We can visualize how our model made progress through the history we obtained from training:


In [12]:
# Plot the loss development
plt.plot(history.history['loss'])
plt.xlabel('Epochs')
plt.ylabel('Accuracy')
plt.show()



In [13]:
# Plot the accuracy development
plt.plot(history.history['acc'])
plt.xlabel('Epochs')
plt.ylabel('Accuracy')
plt.show()


To see how good our model actually is or weather it overfits the training set, let's evaluate it on the test set:


In [14]:
model.evaluate(x=X_test,y=y_test)


10000/10000 [==============================] - 0s     
Out[14]:
[0.28988774968981745, 0.91190000000000004]

The first number in this output is the loss over the training set, the second the accuracy. We have achieved 90% very good!

Setting optimizer hyper parameters

To set optimizer hyper parameters manually, we have to import the optimizer itself and then add it into our model.

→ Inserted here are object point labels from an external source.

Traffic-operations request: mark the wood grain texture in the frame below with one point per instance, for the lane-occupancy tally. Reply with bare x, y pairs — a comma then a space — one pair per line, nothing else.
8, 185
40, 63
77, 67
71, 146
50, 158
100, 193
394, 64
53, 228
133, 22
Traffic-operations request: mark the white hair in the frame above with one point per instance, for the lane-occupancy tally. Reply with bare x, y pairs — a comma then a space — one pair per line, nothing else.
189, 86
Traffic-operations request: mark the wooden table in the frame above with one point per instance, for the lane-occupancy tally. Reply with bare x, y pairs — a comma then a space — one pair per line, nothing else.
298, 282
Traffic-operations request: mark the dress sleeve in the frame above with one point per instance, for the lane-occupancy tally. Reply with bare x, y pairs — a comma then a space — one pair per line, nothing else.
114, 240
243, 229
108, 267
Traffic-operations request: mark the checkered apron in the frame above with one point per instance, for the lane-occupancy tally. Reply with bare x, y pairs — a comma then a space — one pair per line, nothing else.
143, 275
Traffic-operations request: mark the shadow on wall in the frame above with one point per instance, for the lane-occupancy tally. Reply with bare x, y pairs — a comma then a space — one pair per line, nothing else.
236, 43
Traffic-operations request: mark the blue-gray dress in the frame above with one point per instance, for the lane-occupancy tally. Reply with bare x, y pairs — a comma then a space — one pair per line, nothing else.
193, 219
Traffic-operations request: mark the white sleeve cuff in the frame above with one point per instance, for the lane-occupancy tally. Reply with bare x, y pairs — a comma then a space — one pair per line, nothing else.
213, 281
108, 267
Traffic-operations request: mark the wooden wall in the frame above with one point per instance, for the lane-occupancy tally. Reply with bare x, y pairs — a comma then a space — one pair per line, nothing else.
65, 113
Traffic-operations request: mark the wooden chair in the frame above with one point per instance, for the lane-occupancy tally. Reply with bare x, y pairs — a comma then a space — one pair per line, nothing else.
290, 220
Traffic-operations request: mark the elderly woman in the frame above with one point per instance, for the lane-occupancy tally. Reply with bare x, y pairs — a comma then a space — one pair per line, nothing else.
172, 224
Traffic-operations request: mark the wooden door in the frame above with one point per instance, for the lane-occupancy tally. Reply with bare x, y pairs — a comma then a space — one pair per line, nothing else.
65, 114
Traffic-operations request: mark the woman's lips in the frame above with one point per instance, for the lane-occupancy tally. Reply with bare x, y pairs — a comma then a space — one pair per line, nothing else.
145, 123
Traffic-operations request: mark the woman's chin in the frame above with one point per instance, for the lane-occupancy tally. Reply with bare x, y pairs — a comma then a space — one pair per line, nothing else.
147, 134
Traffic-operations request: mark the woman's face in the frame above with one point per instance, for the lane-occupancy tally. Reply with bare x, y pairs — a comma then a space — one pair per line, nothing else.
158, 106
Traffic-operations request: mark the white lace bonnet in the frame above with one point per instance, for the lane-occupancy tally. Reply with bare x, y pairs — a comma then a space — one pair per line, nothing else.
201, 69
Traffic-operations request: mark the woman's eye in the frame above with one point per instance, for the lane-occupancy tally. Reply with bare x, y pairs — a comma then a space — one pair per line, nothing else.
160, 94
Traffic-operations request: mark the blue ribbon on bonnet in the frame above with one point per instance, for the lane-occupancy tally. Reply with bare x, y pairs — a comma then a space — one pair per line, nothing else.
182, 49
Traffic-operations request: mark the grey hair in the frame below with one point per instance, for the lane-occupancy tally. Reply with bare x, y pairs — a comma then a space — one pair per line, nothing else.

Like this:


In [15]:
from keras import optimizers

We are going to set the learning rate very low here (0.001) to show that the model learns much more slowly now


In [16]:
# Same Sequential model
model = Sequential()
# Add layers
model.add(Dense(units=320, input_dim=784, activation='tanh'))
model.add(Dense(units=160, activation='tanh'))
model.add(Dense(units=10, activation='softmax'))
# New compile statement
model.compile(loss='categorical_crossentropy',
              optimizer=optimizers.SGD(lr=0.001),
              metrics=['accuracy'])

In [17]:
# Training should be much more slow now
# x_train and y_train are Numpy arrays --just like in the Scikit-Learn API.
history = model.fit(X_train, y_train, epochs=10, batch_size=2048)


Epoch 1/10
60000/60000 [==============================] - 1s - loss: 2.5164 - acc: 0.1128     
Epoch 2/10
60000/60000 [==============================] - 1s - loss: 2.2299 - acc: 0.2035     
Epoch 3/10
60000/60000 [==============================] - 1s - loss: 2.0206 - acc: 0.3008     
Epoch 4/10
60000/60000 [==============================] - 1s - loss: 1.8544 - acc: 0.3823     
Epoch 5/10
60000/60000 [==============================] - 1s - loss: 1.7180 - acc: 0.4472     
Epoch 6/10
60000/60000 [==============================] - 1s - loss: 1.6038 - acc: 0.4993     
Epoch 7/10
60000/60000 [==============================] - 1s - loss: 1.5075 - acc: 0.5413     
Epoch 8/10
60000/60000 [==============================] - 1s - loss: 1.4246 - acc: 0.5763     
Epoch 9/10
60000/60000 [==============================] - 1s - loss: 1.3523 - acc: 0.6057     
Epoch 10/10
60000/60000 [==============================] - 1s - loss: 1.2896 - acc: 0.6302     

In [18]:
plt.plot(history.history['acc'])
plt.xlabel('Epochs')
plt.ylabel('Accuracy')
plt.show()



In [19]:
model.evaluate(x=X_test,y=y_test)


 9632/10000 [===========================>..] - ETA: 0s
Out[19]:
[1.2640684884071349, 0.63839999999999997]

As you can see, the model took a bit longer in the beginning but then achieved a better result: 91.9% accuracy!

Loading and saving models

Training models is hard work and requires a lot of computing power, so if we could not save the fruits of our work somehow we would be in trouble. Luckily, loading and saving models with Keras is quite simple. We can save a model as an H5 data file like this:


In [23]:
model.save('my_model.h5')

Loading a model works like this:


In [24]:
# First we need to import the corresponding function
from keras.models import load_model

In [25]:
model = load_model('my_model.h5')

After we have loaded a model from the h5 file we get the exact same keras model that we saved back.

Summary

And thus concludes our brief introduction to Keras. You have seen how to set up a simple model, how to set hyper parameters, and how to make Keras work with TensorBoard. To get more used to its sequential model, try implementing a different model for MNIST. Good luck!